Unknown to Franchitti and everyone else outside of the “need to know” circle, Ganassi had a 2009 IndyCar problem of its own. As Hull tells it, Dan Wheldon had surprised the team a few weeks earlier with the news that he would decline an option to continue on in the No. 10 after ’08 in favor of a move to Panther Racing. Until Franchitti showed up in the Detroit paddock, there were few obvious candidates available to fill what was clearly going to be one of the best cars in the field.

There’s an apparent yellow flag here. On one hand, Ganassi had a competitive IndyCar and nobody to drive it. On the other, it had the previous season’s IndyCar champion under a NASCAR contract and looking for something to do the following season. It seems inexplicable that nobody connected the dots, but both Hull and Franchitti insist that it wasn’t as straightforward as it seems in hindsight.
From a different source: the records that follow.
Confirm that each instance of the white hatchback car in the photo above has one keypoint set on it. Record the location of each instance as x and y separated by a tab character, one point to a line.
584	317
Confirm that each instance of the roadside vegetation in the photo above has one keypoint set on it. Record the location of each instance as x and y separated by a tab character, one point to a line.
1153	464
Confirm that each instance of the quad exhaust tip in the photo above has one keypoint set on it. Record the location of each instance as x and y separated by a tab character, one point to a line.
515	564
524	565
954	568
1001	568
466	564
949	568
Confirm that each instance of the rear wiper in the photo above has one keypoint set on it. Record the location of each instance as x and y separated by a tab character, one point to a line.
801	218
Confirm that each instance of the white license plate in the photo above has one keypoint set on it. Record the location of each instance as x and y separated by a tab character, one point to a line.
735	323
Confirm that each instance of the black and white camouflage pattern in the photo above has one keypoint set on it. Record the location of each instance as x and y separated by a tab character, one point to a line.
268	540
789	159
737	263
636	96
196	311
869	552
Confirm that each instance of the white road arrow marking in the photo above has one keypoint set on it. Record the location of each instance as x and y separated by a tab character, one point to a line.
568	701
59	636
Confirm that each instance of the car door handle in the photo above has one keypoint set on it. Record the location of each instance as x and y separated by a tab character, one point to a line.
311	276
Hull says that at the time, he was still of the belief that Franchitti wanted to continue in NASCAR. And when Franchitti joined Ganassi’s NASCAR team, he’d walled himself off from the IndyCar operation.

“I’d made it clear when I came over that I wasn’t going to divulge anything I’d done at Andretti, because I’d made a promise to those guys that I wouldn’t,” Franchitti says. “Not to the owners, but to the engineers and mechanics that had worked so hard. So we never talked about (IndyCar).”